Gagan successfully defended his PhD thesis in March 2021. We are excited that Gagan will stay on with SAFARI as a postdoc and we look forward many successful collaborations with him. Congratulations Gagan!
Gagandeep Singh, March 2021 (defended 29 March 2021)
[Slides (pptx) (pdf)]
Abstract:
The cost of moving data between the memory units and the compute units is a major contributor to the execution time and energy consumption of modern workloads in computing systems. At the same time, we are witnessing an enormous amount of data being generated across multiple application domains. Moreover, the end of Dennard scaling, the slowing of Moore’s law, and the emergence of dark silicon limit the attainable performance on current computing systems. These trends suggest a need for a paradigm shift towards a data-centric approach where computation is performed close to where the data resides. This approach allows us to overcome our current systems’ performance and energy limitations by minimizing the data movement overhead by ensuring that data does not overwhelm system components. Further, a data-centric approach can enable a data-driven view where we take advantage of vast amounts of available data to improve architectural decisions. Our current systems are designed to follow rigid and simple policies that lack adaptability. Therefore, current system policies fail to provide robust improvement across varying workloads and system conditions.
As a step towards modern architectures, this dissertation contributes to various aspects of the data-centric approach and further proposes several data-driven mechanisms.

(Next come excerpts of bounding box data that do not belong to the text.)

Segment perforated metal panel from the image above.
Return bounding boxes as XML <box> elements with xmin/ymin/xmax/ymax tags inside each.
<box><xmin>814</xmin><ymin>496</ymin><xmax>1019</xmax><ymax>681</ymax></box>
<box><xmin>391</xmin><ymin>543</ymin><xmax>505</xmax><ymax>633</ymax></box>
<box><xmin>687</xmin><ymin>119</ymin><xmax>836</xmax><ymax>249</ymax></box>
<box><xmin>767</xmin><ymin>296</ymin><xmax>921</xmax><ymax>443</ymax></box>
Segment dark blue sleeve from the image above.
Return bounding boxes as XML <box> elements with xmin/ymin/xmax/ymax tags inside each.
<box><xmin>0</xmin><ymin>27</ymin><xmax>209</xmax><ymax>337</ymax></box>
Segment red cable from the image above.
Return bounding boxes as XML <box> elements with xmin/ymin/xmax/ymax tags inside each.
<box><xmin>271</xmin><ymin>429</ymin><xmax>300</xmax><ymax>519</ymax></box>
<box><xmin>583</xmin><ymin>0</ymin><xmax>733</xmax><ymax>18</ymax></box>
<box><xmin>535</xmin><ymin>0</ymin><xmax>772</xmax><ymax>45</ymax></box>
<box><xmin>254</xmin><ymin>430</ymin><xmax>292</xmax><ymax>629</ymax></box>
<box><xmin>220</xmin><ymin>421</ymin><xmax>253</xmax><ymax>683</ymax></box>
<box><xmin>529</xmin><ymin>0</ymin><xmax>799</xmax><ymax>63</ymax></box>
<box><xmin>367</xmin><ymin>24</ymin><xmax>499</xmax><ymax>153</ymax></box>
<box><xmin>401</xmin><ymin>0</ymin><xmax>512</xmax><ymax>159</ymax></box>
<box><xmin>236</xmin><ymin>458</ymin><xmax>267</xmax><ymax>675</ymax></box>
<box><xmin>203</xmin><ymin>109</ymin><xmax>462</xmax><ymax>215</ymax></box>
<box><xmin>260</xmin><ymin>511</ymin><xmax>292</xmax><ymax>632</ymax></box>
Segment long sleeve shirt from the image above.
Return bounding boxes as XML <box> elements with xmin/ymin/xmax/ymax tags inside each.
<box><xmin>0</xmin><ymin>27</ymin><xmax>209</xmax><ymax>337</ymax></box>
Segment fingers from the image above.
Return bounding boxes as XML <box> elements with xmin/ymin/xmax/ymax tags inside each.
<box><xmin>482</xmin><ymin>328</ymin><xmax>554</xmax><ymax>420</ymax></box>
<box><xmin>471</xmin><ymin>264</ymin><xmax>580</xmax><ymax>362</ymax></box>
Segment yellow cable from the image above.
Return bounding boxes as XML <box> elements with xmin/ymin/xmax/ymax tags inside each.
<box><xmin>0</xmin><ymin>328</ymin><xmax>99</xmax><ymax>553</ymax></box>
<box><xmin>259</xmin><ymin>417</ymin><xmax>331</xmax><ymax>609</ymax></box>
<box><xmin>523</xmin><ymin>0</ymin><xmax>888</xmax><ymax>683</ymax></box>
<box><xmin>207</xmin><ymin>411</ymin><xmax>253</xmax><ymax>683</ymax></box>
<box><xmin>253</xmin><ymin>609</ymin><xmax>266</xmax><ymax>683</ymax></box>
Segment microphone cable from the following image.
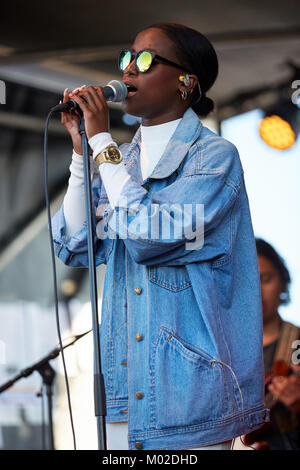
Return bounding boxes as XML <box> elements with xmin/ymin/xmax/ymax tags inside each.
<box><xmin>44</xmin><ymin>110</ymin><xmax>76</xmax><ymax>450</ymax></box>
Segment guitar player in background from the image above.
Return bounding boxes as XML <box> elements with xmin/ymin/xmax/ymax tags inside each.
<box><xmin>246</xmin><ymin>239</ymin><xmax>300</xmax><ymax>450</ymax></box>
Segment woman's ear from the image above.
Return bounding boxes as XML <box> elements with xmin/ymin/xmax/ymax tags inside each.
<box><xmin>178</xmin><ymin>73</ymin><xmax>198</xmax><ymax>93</ymax></box>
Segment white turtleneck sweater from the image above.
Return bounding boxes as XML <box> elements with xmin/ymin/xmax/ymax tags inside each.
<box><xmin>64</xmin><ymin>119</ymin><xmax>181</xmax><ymax>236</ymax></box>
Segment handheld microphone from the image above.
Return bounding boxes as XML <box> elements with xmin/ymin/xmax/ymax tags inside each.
<box><xmin>51</xmin><ymin>80</ymin><xmax>128</xmax><ymax>113</ymax></box>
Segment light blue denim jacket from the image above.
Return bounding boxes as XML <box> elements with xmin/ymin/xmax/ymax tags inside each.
<box><xmin>53</xmin><ymin>109</ymin><xmax>268</xmax><ymax>449</ymax></box>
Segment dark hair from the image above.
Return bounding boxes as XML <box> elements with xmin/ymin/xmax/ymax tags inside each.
<box><xmin>147</xmin><ymin>23</ymin><xmax>219</xmax><ymax>117</ymax></box>
<box><xmin>255</xmin><ymin>238</ymin><xmax>291</xmax><ymax>305</ymax></box>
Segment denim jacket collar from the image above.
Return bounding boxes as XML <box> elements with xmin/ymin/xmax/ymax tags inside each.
<box><xmin>123</xmin><ymin>108</ymin><xmax>203</xmax><ymax>180</ymax></box>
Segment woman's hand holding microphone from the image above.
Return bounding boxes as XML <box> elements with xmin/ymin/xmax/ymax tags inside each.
<box><xmin>61</xmin><ymin>85</ymin><xmax>109</xmax><ymax>155</ymax></box>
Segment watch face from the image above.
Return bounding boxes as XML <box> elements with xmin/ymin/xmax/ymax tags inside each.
<box><xmin>108</xmin><ymin>147</ymin><xmax>122</xmax><ymax>162</ymax></box>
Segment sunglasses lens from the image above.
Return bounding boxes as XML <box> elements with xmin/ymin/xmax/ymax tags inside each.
<box><xmin>136</xmin><ymin>51</ymin><xmax>152</xmax><ymax>72</ymax></box>
<box><xmin>119</xmin><ymin>50</ymin><xmax>131</xmax><ymax>71</ymax></box>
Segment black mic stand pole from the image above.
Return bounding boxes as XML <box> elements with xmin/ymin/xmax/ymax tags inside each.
<box><xmin>0</xmin><ymin>330</ymin><xmax>90</xmax><ymax>450</ymax></box>
<box><xmin>79</xmin><ymin>112</ymin><xmax>106</xmax><ymax>450</ymax></box>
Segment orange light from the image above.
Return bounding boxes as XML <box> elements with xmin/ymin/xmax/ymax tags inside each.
<box><xmin>259</xmin><ymin>115</ymin><xmax>296</xmax><ymax>150</ymax></box>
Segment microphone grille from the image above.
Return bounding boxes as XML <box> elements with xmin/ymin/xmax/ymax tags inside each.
<box><xmin>107</xmin><ymin>80</ymin><xmax>128</xmax><ymax>102</ymax></box>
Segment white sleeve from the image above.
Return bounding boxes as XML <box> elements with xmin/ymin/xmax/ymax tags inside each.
<box><xmin>89</xmin><ymin>132</ymin><xmax>130</xmax><ymax>209</ymax></box>
<box><xmin>64</xmin><ymin>151</ymin><xmax>86</xmax><ymax>238</ymax></box>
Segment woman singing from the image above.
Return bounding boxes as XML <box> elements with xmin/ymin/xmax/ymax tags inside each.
<box><xmin>53</xmin><ymin>23</ymin><xmax>268</xmax><ymax>450</ymax></box>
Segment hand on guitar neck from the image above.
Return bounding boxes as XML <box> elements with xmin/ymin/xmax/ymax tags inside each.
<box><xmin>243</xmin><ymin>360</ymin><xmax>300</xmax><ymax>450</ymax></box>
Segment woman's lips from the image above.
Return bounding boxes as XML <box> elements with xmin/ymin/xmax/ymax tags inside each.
<box><xmin>126</xmin><ymin>85</ymin><xmax>138</xmax><ymax>98</ymax></box>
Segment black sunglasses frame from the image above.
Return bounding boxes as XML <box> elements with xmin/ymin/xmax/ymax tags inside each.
<box><xmin>118</xmin><ymin>49</ymin><xmax>191</xmax><ymax>73</ymax></box>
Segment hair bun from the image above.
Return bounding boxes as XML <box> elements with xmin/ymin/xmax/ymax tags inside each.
<box><xmin>192</xmin><ymin>94</ymin><xmax>215</xmax><ymax>117</ymax></box>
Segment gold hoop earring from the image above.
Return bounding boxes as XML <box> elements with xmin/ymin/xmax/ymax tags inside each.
<box><xmin>181</xmin><ymin>90</ymin><xmax>187</xmax><ymax>101</ymax></box>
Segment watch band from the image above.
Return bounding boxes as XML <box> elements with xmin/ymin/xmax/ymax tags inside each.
<box><xmin>94</xmin><ymin>145</ymin><xmax>123</xmax><ymax>167</ymax></box>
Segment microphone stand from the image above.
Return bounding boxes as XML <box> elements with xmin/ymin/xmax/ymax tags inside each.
<box><xmin>0</xmin><ymin>330</ymin><xmax>91</xmax><ymax>450</ymax></box>
<box><xmin>79</xmin><ymin>115</ymin><xmax>106</xmax><ymax>450</ymax></box>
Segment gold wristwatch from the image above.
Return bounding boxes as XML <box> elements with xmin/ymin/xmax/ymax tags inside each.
<box><xmin>95</xmin><ymin>145</ymin><xmax>123</xmax><ymax>167</ymax></box>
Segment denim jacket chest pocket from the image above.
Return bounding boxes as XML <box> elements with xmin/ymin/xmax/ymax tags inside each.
<box><xmin>148</xmin><ymin>266</ymin><xmax>192</xmax><ymax>292</ymax></box>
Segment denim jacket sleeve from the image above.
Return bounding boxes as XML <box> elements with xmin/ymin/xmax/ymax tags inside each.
<box><xmin>110</xmin><ymin>141</ymin><xmax>243</xmax><ymax>265</ymax></box>
<box><xmin>52</xmin><ymin>178</ymin><xmax>113</xmax><ymax>267</ymax></box>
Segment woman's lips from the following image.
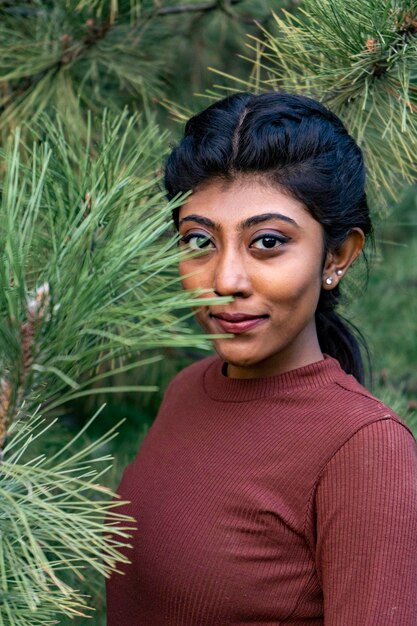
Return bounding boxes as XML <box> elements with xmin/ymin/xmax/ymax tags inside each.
<box><xmin>210</xmin><ymin>313</ymin><xmax>268</xmax><ymax>335</ymax></box>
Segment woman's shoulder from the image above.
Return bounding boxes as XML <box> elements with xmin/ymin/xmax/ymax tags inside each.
<box><xmin>322</xmin><ymin>356</ymin><xmax>414</xmax><ymax>438</ymax></box>
<box><xmin>162</xmin><ymin>355</ymin><xmax>220</xmax><ymax>393</ymax></box>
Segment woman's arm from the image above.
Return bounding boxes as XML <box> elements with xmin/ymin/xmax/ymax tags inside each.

First, we design NERO, a data-centric accelerator for a real-world weather prediction application. NERO overcomes the memory bottleneck of weather prediction stencil kernels by exploiting near-memory computation capability on specialized field-programmable gate array (FPGA) accelerators with high-bandwidth memory (HBM) that are attached to the host CPU.
Second, we explore the applicability of different number formats, including fixed-point, floating-point, and posit, for different stencil kernels. We search for the appropriate bit-width that reduces the memory footprint and improves the performance and energy efficiency with minimal loss in the accuracy.
Third, we propose NAPEL, an ML-based application performance and energy prediction framework for data-centric architectures. NAPEL uses ensemble learning to build a model that, once trained for a fraction of programs, can predict the performance and energy consumption of different applications.
Fourth, we present the first use of few-shot learning to transfer FPGA-based computing models across different hardware platforms and applications. LEAPER provides the ability to reuse a prediction model built on an inexpensive low-end local system to a new, unknown, high-end FPGA-based system.
Fifth, we propose QRator, a reinforcement learning (RL)-based data-placement technique for hybrid storage systems. QRator is a data-driven technique, which uses RL to develop a data-placement policy agent. The data-placement agent decides which data should be stored in what storage device to achieve the best performance while minimizing the migration overhead taking into account the device and the workload characteristics. Our evaluation results show that QRator significantly improves a hybrid storage subsystem’s performance compared to state-of-the-art data placement techniques.
Overall, this thesis provides two key conclusions: (1) hardware acceleration on an FPGA+HBM fabric is a promising solution to overcome the data movement bottleneck of our current computing systems; (2) data should drive system and design decisions by leveraging inherent data characteristics to make our computing systems more efficient. Thus, we conclude that the mechanisms proposed by this dissertation provide promising solutions to handle data well by following a data-centric approach and further demonstrates the importance of leveraging data to devise data-driven policies. We hope that the proposed architectural techniques and detailed experimental data presented in this dissertation will enable the development of energy-efficient data-intensive computing systems and drive the exploration of new mechanisms to improve the performance and energy efficiency of future computing systems.